Shell plc reported fourth-quarter 2025 adjusted earnings of $3.3 billion and cash flow from operations (CFFO) of $9.4 billion, supported by solid performance from its upstream and integrated gas businesses despite a softer commodity price environment.
Shell CEO Wael Sawan
For the full year, Shell generated $42.9 billion in CFFO and $26 billion in free cash flow, reflecting what CEO Wael Sawan described as “strong operational and financial performance” across the portfolio. Upstream and integrated gas remained key earnings drivers in the quarter, contributing $1.57 billion and $1.66 billion, respectively, in adjusted earnings.
Shell said it maintained disciplined capital spending, with 2025 cash capex totaling $20.9 billion and a similar $20 billion to $22 billion range expected for 2026. Structural cost reductions reached $5.1 billion since 2022, including $2 billion delivered in 2025.
The company also highlighted continued shareholder returns and balance sheet strength. Shell increased its quarterly dividend by 4% to $0.372 per share and announced a new $3.5-billion share buyback program, marking its 17th consecutive quarter of at least $3 billion in buybacks.
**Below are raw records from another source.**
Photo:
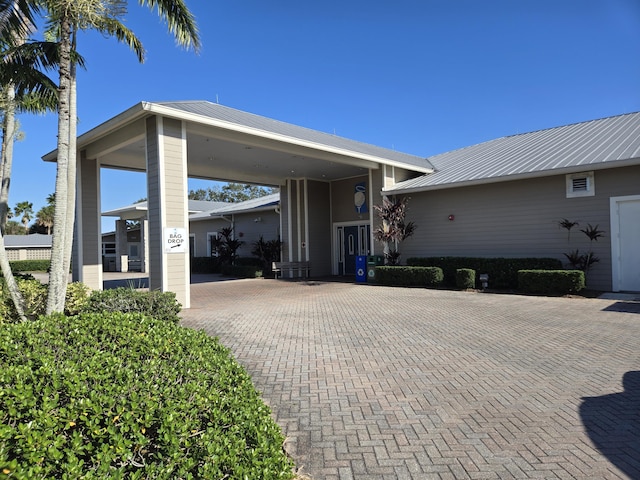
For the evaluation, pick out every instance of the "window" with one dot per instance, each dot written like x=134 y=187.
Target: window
x=580 y=185
x=212 y=244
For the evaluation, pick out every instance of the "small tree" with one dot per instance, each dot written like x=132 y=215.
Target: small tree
x=268 y=251
x=577 y=259
x=225 y=246
x=24 y=210
x=393 y=229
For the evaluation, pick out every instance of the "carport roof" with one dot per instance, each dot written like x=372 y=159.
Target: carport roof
x=592 y=145
x=231 y=145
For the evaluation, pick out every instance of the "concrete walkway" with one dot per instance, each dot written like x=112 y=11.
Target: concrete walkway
x=372 y=382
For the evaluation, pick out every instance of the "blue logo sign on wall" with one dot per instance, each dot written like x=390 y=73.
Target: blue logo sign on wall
x=360 y=197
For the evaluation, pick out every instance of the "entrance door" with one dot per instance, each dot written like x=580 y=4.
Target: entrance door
x=625 y=243
x=352 y=240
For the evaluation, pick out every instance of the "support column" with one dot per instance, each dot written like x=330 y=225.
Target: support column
x=167 y=207
x=144 y=238
x=121 y=244
x=87 y=244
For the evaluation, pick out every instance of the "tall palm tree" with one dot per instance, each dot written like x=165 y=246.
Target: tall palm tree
x=69 y=17
x=24 y=88
x=44 y=216
x=24 y=209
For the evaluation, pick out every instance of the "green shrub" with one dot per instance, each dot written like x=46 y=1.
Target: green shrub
x=34 y=294
x=30 y=265
x=503 y=272
x=77 y=298
x=156 y=304
x=465 y=278
x=242 y=271
x=126 y=396
x=551 y=282
x=409 y=276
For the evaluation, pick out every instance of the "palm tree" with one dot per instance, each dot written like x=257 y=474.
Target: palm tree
x=24 y=88
x=44 y=216
x=68 y=17
x=24 y=209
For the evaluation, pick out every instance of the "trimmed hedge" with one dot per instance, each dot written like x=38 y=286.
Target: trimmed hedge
x=503 y=272
x=465 y=278
x=205 y=265
x=160 y=305
x=242 y=271
x=126 y=396
x=551 y=282
x=30 y=265
x=409 y=276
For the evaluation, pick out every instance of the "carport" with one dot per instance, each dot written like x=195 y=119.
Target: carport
x=174 y=141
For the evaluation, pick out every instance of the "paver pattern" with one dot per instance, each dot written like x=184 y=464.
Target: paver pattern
x=371 y=382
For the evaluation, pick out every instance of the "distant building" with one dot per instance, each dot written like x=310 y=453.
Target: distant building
x=28 y=247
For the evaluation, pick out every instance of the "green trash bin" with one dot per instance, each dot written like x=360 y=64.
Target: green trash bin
x=372 y=262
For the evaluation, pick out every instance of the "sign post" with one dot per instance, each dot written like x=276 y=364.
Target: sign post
x=175 y=240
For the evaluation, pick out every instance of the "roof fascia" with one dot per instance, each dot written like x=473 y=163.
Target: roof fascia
x=214 y=122
x=510 y=178
x=111 y=125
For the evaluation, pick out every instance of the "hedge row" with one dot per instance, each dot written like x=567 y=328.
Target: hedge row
x=551 y=282
x=119 y=395
x=160 y=305
x=503 y=272
x=409 y=276
x=29 y=265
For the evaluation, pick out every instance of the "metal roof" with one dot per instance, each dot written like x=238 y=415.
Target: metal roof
x=252 y=205
x=139 y=209
x=244 y=119
x=35 y=240
x=592 y=145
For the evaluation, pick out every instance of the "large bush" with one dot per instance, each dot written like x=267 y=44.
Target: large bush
x=503 y=272
x=156 y=304
x=125 y=396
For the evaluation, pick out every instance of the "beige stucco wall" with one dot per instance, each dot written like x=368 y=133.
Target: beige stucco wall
x=167 y=205
x=518 y=219
x=342 y=200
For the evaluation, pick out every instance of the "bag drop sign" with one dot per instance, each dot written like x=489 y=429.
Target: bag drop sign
x=175 y=240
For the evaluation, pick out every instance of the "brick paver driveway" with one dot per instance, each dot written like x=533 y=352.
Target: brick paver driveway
x=371 y=382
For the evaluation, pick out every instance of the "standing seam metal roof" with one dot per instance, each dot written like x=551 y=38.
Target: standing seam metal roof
x=582 y=145
x=245 y=119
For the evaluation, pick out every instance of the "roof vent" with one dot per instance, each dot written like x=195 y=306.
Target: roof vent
x=580 y=185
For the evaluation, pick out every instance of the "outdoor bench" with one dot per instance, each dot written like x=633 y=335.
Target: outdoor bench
x=299 y=267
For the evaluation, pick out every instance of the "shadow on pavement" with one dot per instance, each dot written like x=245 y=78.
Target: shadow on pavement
x=613 y=424
x=625 y=307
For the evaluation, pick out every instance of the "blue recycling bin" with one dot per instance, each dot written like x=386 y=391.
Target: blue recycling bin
x=361 y=269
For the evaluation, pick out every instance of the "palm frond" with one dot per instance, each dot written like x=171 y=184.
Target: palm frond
x=114 y=28
x=179 y=19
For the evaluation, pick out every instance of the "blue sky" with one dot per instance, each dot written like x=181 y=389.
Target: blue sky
x=419 y=76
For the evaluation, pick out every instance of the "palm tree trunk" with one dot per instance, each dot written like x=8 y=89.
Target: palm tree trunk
x=8 y=134
x=14 y=291
x=72 y=172
x=58 y=276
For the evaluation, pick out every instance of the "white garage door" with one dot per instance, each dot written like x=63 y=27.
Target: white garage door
x=625 y=243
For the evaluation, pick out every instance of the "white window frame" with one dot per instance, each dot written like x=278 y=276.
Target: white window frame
x=590 y=189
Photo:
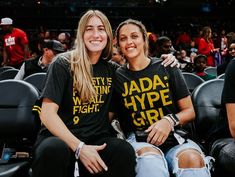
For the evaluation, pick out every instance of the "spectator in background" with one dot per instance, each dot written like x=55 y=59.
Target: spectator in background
x=152 y=44
x=50 y=49
x=183 y=40
x=230 y=55
x=117 y=57
x=199 y=68
x=206 y=46
x=16 y=49
x=148 y=118
x=164 y=46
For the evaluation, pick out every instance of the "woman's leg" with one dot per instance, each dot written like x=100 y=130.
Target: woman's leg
x=150 y=159
x=223 y=150
x=119 y=156
x=51 y=158
x=187 y=160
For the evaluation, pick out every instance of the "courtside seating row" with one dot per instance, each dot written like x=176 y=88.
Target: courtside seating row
x=19 y=126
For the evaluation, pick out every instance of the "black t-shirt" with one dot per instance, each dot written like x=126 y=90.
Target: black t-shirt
x=87 y=121
x=146 y=96
x=149 y=94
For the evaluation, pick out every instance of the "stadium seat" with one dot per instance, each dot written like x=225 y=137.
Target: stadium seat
x=8 y=74
x=211 y=70
x=18 y=127
x=207 y=103
x=4 y=68
x=221 y=76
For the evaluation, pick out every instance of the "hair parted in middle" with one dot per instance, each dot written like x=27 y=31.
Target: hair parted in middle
x=81 y=66
x=142 y=28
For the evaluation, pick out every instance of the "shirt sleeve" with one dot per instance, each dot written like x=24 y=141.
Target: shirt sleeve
x=177 y=84
x=57 y=80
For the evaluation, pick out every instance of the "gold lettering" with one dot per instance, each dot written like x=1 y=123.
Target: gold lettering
x=76 y=101
x=126 y=89
x=76 y=120
x=134 y=87
x=157 y=82
x=148 y=82
x=132 y=103
x=164 y=96
x=152 y=97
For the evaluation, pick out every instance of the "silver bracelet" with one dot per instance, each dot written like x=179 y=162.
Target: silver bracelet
x=77 y=151
x=170 y=121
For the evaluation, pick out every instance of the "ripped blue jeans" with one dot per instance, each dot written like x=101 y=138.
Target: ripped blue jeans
x=156 y=165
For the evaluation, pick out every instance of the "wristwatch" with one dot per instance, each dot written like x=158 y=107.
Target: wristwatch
x=175 y=119
x=77 y=152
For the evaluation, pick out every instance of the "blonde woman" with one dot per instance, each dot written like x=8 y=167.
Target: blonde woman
x=155 y=102
x=76 y=102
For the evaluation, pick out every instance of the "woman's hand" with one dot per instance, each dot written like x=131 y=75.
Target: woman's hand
x=158 y=132
x=169 y=59
x=91 y=159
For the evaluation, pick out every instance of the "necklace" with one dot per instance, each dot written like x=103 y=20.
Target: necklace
x=138 y=68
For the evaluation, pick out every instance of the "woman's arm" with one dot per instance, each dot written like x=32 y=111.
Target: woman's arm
x=88 y=154
x=55 y=125
x=187 y=113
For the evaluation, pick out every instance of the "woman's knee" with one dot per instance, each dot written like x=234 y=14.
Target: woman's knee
x=53 y=147
x=226 y=158
x=190 y=158
x=149 y=161
x=148 y=150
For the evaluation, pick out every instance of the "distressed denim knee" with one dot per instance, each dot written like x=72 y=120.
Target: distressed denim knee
x=149 y=164
x=171 y=157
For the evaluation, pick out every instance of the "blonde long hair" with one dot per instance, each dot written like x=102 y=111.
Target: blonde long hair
x=142 y=28
x=81 y=66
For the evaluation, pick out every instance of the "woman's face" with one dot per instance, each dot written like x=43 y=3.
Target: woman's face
x=95 y=36
x=131 y=41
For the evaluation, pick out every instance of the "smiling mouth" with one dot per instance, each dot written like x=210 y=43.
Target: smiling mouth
x=95 y=42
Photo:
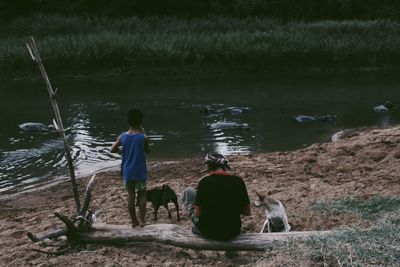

Net debt stood at approximately $45.7 billion at year-end, with gearing of 20.7%.
Portfolio high-grading remained a focus during 2025, with Shell exiting selected downstream and legacy positions—including Nigeria onshore and Canadian oil sands—while expanding its upstream and LNG footprint through deepwater equity increases and the acquisition of Pavilion Energy.
The company said it will continue prioritizing capital discipline, upstream and LNG growth, and portfolio optimization as it moves into 2026.